GTA 6 has leaked, and it’s both the most monumental leak in gaming history that will set development of the game back a decade (Twitter’s words) and a minor if irritating blip that means development will largely continue as planned (Rockstar’s words). A lot has been written about the leaks, including an analysis of how it will – or won’t – change leak culture by yours truly, but the size of the leak is only half the issue. The second part is the size of GTA itself. We didn’t expect it to be in the news cycle in a major way for at least another year or whenever it has its big reveal, but the leaks provide a unique opportunity to discuss the series itself, and the hold it has over gaming.
GTA has long been the medium’s darling. Since GTA 3, every game has boasted a technological prowess, scope, or detail beyond all of its peers. However, there is a small sense that this goodwill could dwindle. Fans love GTA, but they hate waiting, and they’ve been waiting a long time. It’s nine years since GTA 5, so we’re already in the biggest GTA drought since the series began, and we’re not seeing that dry spell end any time soon. It’s not just the waiting though, but the ways in which Rockstar has filled it. The greatness of Red Dead Redemption 2 aside, this void has been filled by porting GTA 5 to the next generation, and then the next one again. GTA Online has taken on a life of its own, though not without its critics for the game’s moneygrubbery. Red Dead Online tried the same tactics, but came and went without achieving the same level of success.
If we thought we were out, we’ve all been pulled back in. GTA 6’s leaks might have had some trolls complaining about how bad it looks, but mostly the reaction (aside from hysterical and deranged wishes that the poor corporation throws the mean old leaker in jail) has been outstandingly positive. Everyone wants a new GTA, and this leak shows that one exists. It needs polishing and finishing, but while the famously secretive Rockstar has refused to discuss it, this leaker has allowed us to.
This positivity has naturally spilled over to other games, which are now being uplifted as proof that the (inflated, and often fictitious) naysayers are wrong. Most of this focus has been on the technological aspects of GTA – the details, the physics, the things no other games have done before. This has always been GTA’s area of expertise. But is it really enough anymore? We’re yet to see GTA 6 for real, and it may be the most advanced game yet, but when the cavalcade of Sony exclusives is pushing the boundaries of tech in less time with lower development costs, how long can the Rockstar model work in an industry that’s already unstable? Is it even enough to be technologically advanced these days?

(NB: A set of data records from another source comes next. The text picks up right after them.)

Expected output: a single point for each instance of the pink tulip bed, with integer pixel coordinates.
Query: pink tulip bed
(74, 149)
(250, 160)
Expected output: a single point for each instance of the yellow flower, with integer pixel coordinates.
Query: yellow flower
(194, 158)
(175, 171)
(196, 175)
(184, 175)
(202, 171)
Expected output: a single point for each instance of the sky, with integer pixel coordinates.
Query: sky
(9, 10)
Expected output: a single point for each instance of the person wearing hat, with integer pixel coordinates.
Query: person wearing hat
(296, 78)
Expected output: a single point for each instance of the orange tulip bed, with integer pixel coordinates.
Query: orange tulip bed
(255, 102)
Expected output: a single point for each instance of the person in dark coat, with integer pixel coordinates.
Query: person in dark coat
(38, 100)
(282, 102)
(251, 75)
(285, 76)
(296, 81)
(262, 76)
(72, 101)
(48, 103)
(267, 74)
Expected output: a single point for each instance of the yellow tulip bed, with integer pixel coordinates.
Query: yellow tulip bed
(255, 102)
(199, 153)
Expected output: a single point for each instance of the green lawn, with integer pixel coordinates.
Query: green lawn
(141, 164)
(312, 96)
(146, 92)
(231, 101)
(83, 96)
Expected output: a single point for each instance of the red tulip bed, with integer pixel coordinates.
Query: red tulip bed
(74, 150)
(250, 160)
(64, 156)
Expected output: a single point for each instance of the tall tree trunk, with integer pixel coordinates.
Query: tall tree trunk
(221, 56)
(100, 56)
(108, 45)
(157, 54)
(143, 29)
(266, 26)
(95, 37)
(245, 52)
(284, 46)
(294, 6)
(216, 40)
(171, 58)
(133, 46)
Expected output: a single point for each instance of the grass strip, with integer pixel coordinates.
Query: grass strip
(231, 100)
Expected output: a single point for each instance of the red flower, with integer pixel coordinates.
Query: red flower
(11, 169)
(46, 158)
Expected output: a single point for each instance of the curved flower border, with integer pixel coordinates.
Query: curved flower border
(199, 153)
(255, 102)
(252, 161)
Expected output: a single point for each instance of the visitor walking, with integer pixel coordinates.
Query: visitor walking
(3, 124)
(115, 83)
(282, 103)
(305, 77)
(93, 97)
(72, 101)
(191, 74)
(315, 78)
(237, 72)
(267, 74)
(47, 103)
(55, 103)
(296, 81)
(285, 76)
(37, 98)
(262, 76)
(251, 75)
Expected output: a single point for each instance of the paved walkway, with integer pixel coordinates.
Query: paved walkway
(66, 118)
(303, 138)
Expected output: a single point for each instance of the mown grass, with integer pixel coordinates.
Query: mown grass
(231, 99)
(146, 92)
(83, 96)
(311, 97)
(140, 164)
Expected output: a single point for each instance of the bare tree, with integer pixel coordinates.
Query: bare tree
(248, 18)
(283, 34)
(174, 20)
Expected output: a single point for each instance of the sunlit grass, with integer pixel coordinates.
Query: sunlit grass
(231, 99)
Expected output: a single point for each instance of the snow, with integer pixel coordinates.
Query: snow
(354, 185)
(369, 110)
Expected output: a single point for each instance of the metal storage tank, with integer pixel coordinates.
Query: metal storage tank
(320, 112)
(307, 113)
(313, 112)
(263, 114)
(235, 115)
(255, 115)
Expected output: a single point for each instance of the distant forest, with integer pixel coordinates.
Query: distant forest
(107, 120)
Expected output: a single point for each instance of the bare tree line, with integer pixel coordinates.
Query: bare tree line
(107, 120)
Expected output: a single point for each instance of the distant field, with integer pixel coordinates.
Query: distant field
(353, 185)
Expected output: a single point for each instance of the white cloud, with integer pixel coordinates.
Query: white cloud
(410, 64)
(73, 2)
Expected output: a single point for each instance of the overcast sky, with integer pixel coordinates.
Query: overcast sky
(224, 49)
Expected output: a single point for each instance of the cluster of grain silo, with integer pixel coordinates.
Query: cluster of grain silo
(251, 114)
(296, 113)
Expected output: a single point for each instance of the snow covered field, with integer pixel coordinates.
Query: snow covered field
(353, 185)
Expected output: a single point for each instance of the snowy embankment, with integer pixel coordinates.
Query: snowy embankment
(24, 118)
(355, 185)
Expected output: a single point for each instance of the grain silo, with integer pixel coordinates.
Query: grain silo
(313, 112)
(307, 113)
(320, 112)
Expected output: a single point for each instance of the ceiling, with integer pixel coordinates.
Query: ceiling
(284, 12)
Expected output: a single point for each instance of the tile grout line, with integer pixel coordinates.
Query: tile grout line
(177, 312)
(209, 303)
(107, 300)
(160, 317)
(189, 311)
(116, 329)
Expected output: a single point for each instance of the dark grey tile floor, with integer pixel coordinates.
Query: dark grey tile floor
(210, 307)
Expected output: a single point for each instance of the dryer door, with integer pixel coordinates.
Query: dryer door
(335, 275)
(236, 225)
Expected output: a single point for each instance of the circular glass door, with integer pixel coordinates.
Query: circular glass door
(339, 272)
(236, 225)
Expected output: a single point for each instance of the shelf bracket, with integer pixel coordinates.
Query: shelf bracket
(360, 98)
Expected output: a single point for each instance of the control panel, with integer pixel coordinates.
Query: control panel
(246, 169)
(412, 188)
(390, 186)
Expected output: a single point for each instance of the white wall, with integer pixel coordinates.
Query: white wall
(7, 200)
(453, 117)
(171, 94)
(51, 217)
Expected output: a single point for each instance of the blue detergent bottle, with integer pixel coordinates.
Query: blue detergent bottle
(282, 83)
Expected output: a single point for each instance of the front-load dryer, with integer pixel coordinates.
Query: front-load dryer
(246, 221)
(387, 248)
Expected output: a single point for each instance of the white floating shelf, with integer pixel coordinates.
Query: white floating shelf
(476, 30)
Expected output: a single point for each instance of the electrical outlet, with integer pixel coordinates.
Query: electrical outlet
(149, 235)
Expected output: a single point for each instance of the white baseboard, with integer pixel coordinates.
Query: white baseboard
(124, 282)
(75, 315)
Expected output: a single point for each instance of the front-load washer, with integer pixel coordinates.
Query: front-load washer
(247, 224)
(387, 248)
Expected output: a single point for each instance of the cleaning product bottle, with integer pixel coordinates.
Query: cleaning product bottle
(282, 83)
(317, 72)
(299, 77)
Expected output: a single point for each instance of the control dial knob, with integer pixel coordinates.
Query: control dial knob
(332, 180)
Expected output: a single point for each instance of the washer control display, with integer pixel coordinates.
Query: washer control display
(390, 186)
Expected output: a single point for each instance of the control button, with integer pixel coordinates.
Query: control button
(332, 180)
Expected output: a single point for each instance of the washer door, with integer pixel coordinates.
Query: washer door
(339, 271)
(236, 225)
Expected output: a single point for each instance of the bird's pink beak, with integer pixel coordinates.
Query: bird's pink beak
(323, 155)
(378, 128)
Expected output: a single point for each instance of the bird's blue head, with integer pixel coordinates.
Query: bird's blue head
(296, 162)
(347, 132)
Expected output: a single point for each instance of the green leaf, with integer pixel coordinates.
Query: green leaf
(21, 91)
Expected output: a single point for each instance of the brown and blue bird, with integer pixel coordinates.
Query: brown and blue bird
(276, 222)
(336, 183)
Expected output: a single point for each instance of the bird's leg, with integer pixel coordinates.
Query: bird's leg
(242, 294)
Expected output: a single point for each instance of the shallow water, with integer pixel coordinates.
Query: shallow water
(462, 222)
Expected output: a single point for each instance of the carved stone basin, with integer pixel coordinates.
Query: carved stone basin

Do you remember any story beats that particularly resonated with you in GTA 4 or 5? Any missions that were your favourite? Not fun times you had in the sandbox the game provides you, which is admittedly part of the appeal, but good times you had within the structure of the game itself. For a game so advanced, GTA’s missions feel dated and on rails too often, and their binary starting points and scripted missions go against the feel of modern game construction. This was the one mark against RDR2, but I think GTA 6 will feel the pinch more because most people just want it to be a sandbox. Is a decade long wait for a game that’s technologically impressive but just kinda fun everywhere else something we should be rooting for?
Of course, video games are art. Art takes as long as it takes, right? But let’s not kid ourselves – GTA 6 is a commodity. A significant chunk of the discussion around leaks has been around impact on sales and profit – these are not conversations you have around art, they are conversations for products.
Then there’s the fact some people really do love GTA, every inch of it. The games are wildly popular, and it’s a little dismissive of me to say there’s nothing fun or worthwhile to the missions or narrative. But if you want to bring those aspects up for praise, you have to be ready to take the criticism. GTA is full of sexist, homophobic, transphobic, and racist rhetoric. Yes, it’s satire. Yes, if you love that stuff on purpose the game is making fun of you. But it’s far less satirical than, say, The Boys or even Joker. It’s closer to American Psycho, it seems to revel in its worst traits even as it claims to be inverting them.
What, precisely, is the comment on society being made by letting us beat up sex workers? Is GTA really the best game of all time, or is the gaming cultural narrative merely controlled by not just mostly men, but mostly socially awkward nerdish men who claim to stand for left-wing values but love punitive justice, might is right, and secretly think racist jokes are funny? Who can say.
All we know is GTA 6 is likely to be the biggest game on the planet and this leak isn’t going to matter even a little bit. But once the hype of it arriving goes down, can GTA 6 go the distance? Does it need to evolve for the modern landscape, and can it? Will its brand of satire still find an audience, or are we too uncomfortable with punching down these days? How much more technologically can gaming do, and how much will GTA 6 lead that charge? Will it justify its development time and costs, and as a piece of art, does it need to? These are questions the leaks can never answer, but in the aftermath, they’re all I can think of to ask.